Although the Newsweek article exhibited some journalistic caution - "meteorologists disagree about the cause and extent of the cooling trend..." - it ultimately sounds a grave warning. "[Meteorologists] are almost unanimous that the trend will reduce the agricultural productivity for the rest of the century," the 1975 story says. "If the climatic change is as profound as some of the pessimists fear, the resulting famines could be catastrophic." The Newsweek article hardly made a splash (it appeared on page 64), however, and while a few other mainstream publications also ran global-cooling articles, the subject never became a major topic in the popular media. Nor did it ever achieve the kind of scientific consensus that now surrounds global warming, as noted in the IPCC report.

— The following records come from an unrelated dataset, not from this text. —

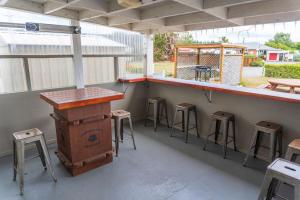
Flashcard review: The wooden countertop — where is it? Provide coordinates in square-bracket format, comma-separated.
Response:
[40, 87, 124, 110]
[119, 77, 300, 103]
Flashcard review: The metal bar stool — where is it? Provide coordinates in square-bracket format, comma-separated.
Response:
[285, 139, 300, 162]
[145, 97, 169, 131]
[112, 110, 136, 156]
[258, 158, 300, 200]
[170, 103, 200, 143]
[13, 128, 57, 195]
[243, 121, 282, 166]
[203, 111, 237, 159]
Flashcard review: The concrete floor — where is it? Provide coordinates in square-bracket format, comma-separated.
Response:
[0, 123, 291, 200]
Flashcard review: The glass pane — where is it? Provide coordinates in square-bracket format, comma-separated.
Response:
[0, 59, 27, 94]
[28, 58, 74, 90]
[83, 57, 115, 85]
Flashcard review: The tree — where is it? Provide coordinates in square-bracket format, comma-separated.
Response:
[154, 33, 178, 61]
[220, 36, 229, 43]
[266, 33, 300, 51]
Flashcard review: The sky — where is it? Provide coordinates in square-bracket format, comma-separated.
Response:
[0, 8, 300, 44]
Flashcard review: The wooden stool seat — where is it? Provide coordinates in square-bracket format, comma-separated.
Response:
[255, 121, 281, 134]
[111, 110, 130, 118]
[212, 111, 234, 120]
[243, 121, 282, 166]
[176, 103, 196, 110]
[203, 111, 237, 159]
[13, 128, 43, 140]
[285, 139, 300, 162]
[148, 97, 165, 103]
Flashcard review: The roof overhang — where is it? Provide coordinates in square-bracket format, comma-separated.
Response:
[0, 0, 300, 34]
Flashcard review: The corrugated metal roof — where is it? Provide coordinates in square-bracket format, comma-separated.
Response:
[0, 32, 126, 47]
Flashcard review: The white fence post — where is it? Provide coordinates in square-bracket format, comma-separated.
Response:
[144, 34, 154, 76]
[71, 20, 84, 88]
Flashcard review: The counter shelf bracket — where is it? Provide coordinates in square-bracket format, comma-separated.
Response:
[204, 90, 212, 103]
[122, 82, 129, 95]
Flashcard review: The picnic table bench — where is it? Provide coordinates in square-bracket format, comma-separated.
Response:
[268, 79, 300, 94]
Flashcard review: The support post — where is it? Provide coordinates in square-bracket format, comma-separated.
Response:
[114, 56, 120, 81]
[144, 34, 154, 76]
[71, 20, 84, 88]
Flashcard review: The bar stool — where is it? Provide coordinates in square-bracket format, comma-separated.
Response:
[258, 158, 300, 200]
[285, 139, 300, 162]
[243, 121, 282, 166]
[112, 110, 136, 156]
[170, 103, 200, 143]
[145, 97, 169, 131]
[13, 128, 57, 195]
[203, 111, 237, 159]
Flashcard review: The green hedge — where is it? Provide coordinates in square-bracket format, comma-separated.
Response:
[265, 63, 300, 79]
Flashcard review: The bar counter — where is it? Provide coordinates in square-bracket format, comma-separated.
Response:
[40, 87, 124, 176]
[119, 77, 300, 103]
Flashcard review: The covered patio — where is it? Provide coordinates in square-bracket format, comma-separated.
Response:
[0, 0, 300, 200]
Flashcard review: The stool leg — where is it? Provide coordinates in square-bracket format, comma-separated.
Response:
[40, 135, 57, 182]
[157, 103, 161, 125]
[203, 119, 217, 151]
[35, 141, 47, 170]
[128, 116, 136, 150]
[153, 103, 158, 132]
[294, 184, 300, 200]
[285, 147, 296, 162]
[258, 171, 273, 200]
[194, 108, 200, 138]
[253, 131, 261, 158]
[164, 102, 170, 128]
[184, 110, 190, 143]
[17, 141, 25, 195]
[181, 110, 185, 132]
[223, 121, 229, 159]
[120, 119, 124, 143]
[243, 130, 258, 166]
[266, 179, 279, 200]
[170, 109, 178, 137]
[115, 118, 121, 157]
[231, 119, 237, 151]
[13, 140, 18, 181]
[277, 131, 283, 158]
[144, 102, 150, 127]
[269, 134, 277, 161]
[215, 120, 221, 144]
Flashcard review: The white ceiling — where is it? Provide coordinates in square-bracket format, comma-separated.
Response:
[0, 0, 300, 33]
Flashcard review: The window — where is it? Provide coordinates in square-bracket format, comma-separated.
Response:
[28, 58, 74, 90]
[0, 58, 27, 94]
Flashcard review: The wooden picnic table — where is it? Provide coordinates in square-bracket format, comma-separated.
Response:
[268, 79, 300, 94]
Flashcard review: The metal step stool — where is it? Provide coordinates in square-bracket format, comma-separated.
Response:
[203, 111, 237, 159]
[13, 128, 57, 195]
[145, 97, 169, 131]
[243, 121, 282, 166]
[170, 103, 200, 143]
[285, 139, 300, 162]
[112, 110, 136, 156]
[258, 158, 300, 200]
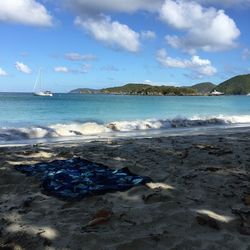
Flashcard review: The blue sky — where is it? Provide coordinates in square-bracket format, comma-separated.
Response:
[0, 0, 250, 92]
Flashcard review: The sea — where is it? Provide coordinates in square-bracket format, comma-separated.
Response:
[0, 93, 250, 145]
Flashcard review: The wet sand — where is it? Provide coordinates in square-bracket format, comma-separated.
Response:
[0, 129, 250, 250]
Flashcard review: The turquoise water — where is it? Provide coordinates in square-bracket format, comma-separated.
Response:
[0, 93, 250, 140]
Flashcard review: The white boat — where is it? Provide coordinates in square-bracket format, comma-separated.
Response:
[209, 89, 224, 96]
[33, 69, 53, 96]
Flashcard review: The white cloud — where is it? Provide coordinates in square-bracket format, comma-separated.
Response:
[0, 68, 8, 76]
[75, 15, 140, 52]
[160, 0, 240, 53]
[54, 63, 92, 74]
[156, 49, 217, 76]
[74, 63, 92, 74]
[64, 52, 96, 61]
[100, 64, 119, 72]
[54, 66, 70, 73]
[140, 30, 156, 40]
[0, 0, 52, 26]
[15, 62, 32, 74]
[242, 48, 250, 60]
[197, 0, 250, 8]
[66, 0, 164, 15]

Connolley and Schneider say that if the public had looked directly at the peer-reviewed scientific papers, and not at the popular media coverage, they would not have found any basis for a global-cooling scare. Even Richard Lindzen, professor of meteorology at the Massachusetts Institute of Technology and a prominent global-warming skeptic, wrote in a paper published by the conservative Cato Institute that "the scientific community never took the issue [of global cooling] to heart, governments ignored it, and with rising global temperatures in the late 1970s the issue more or less died."

By contrast, an abundance of scientific articles today point to evidence of human-induced global warming. Unlike the 1970s, Schneider says, a true scientific consensus now exists on global warming. "Global warming was a good theory [even in the 1970s], and now it's good fact backed by empirical evidence," he concludes.